Her brow creased and her eyebrows met sharply in the middle, two angry diagonal lines. An element of her face that did not belong to Antoinette. Weird.

“Antoinette used to talk about you. I could tell you what she said.”

“Why should I care what she said?” Lindsey asked. Although Theo knew from the sound of her voice that she did care. Three months of therapy aside, she did care.

“Because she was your mother,” Theo said. “Because she loved you.”

She agreed to have coffee with him-his suggestion, because having coffee was an adult thing to do and Theo didn’t want to call attention to the fact that he was too young to drink alcohol. Plus, he only had ten dollars left in his wallet, which wouldn’t go far with anything except coffee. They went to Rebecca’s Café and stood in line for coffee, which Theo loaded down with cream and sugar. Lindsey got jasmine tea, and Theo said, “Do you want a scone or anything? I can pay for it. What about a cwasant oh jam-bone ay fro-maj?” He used his corniest French accent, a relic from his days with Brett and Aaron and his other school buddies a hundred years ago. It worked: Lindsey smiled the tiniest smile, and Theo rushed ahead of her to pay for “One large coffee and one jasmine tea, please.” They sat at a very small round table in two uncomfortable wrought-iron chairs. Theo sipped his coffee and burnt his tongue.

Lindsey stirred her tea bag with a thin plastic straw. “Why don’t you just tell me what you have to tell me?” she said. She looked at her watch.

“Do you really have someone to meet?” Theo asked. “Your boyfriend?”

“You may have been screwing my mother,” she said. “But you’re a far cry from being my father. Got that?”

“No, I didn’t mean…”

“How old are you anyway? Nineteen?”

Theo was pleased that she thought he looked nineteen. “Almost.”
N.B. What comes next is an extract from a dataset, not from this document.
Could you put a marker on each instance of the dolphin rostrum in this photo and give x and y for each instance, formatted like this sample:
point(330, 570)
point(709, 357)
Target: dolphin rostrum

Lindsey huffed. “Disgusting. My mother and you, I mean.”

“It wasn’t disgusting,” Theo said. “Don’t think that.”

“Whatever,” Lindsey said.

“Your mother is a beautiful woman,” Theo said. “And you look just like her.”

Again, the tiniest smile. “Please.”

“It’s true,” he said. “She told me the whole story about how she was pregnant with you and what happened… with her husband… your father. She said she loved you. She loved you, but she gave you away because she was in so much pain.”

“My father cheated on her,” Lindsey said. “Antoinette told me that already, when I spoke to her on the phone. He cheated on her because that’s what men do. They cheat.”